Keller mentions that after World War I, especially in the mainstream Protestant churches, the number of churches planted dropped sharply. The old churches strongly resisted the invasion of the original community by any new churches. However, in the first one or two decades of its establishment, the new church achieved remarkable results in evangelizing, and their scale reached its peak before they started to be even or slowly declining. The competition that the new church brought at this time made the old church uneasy, which became the biggest obstacle to the development of the new church in the community. As a result, the mainstream church has obviously declined in the past twenty or thirty years.

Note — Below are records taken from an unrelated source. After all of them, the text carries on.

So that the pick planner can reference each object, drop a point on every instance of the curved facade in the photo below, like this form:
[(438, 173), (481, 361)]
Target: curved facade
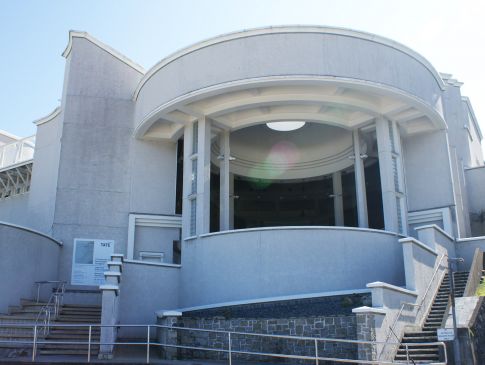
[(178, 169)]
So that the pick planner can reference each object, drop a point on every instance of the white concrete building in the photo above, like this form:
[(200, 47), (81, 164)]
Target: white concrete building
[(267, 165)]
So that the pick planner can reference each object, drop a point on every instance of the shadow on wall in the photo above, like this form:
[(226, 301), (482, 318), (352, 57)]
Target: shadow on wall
[(26, 256)]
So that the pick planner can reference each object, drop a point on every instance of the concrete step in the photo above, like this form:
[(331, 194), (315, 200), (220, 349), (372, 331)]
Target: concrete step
[(423, 357), (59, 352), (420, 351)]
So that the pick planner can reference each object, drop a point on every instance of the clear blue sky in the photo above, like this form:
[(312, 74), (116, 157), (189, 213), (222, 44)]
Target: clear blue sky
[(33, 34)]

A similar situation is actually happening in some cities in the old evangelical areas of China. I once visited a city in the south where the gospel began to flourish in the late 1970s. Some existing traditional churches in the area have a history of about 40 years. Not only was the overall environment prosperous, but new churches were born every ten or five years. Many new models and experiments were tried, which was seldom the case in many cities. However, a local pastor said in a helpless manner and regretted that the real situation is that at least 70% to 80% of churches are idle. Especially traditional churches of mid-aged membership are unable to attract young people and declined badly. Many local churches that used to accommodate thousands of people often embraces less than 78% attendance on Sundays. Thankfully, at least a wave of new church trends can stimulate traditional churches.

How do you meet the needs of your city?

“How many churches does your city need?” Keller asks in the book. His answer is that because many churches are declining or losing their vitality, at least one moderate church planting growth is needed to keep the Christian body in a city from declining continuously, and if the Christian body in the whole city is to keep growing, there must be an active church planting movement—every existing church needs to establish 10 to 20 new churches.

Moreover, the core is how we meet the needs of people around us. Pastor Timothy Keller and Rick Warren are both outstanding in the practice of urban church planting in this era. Both church planters mention that the most important people to attract when planting churches and establishing new churches in cities are the young generation and new residents, which is also consistent with the reality of the process of urbanization in China.

In the process of church planting, the key matter is that church planters themselves need to change their mentality—get rid of the conception of turf, clique, internal fight, sectarian strife, or taking the gospel as a tool for “my own use only”. A vision of God’s kingdom is needed.

In this process, it is natural to encounter such realities and needs, or the church has to continue to explore transformations while planting. Whether it is the trend of healthy churches rising in the past 10 years or the discussion of the missional church that just sprouted on the mainland of China, these are all manifestations.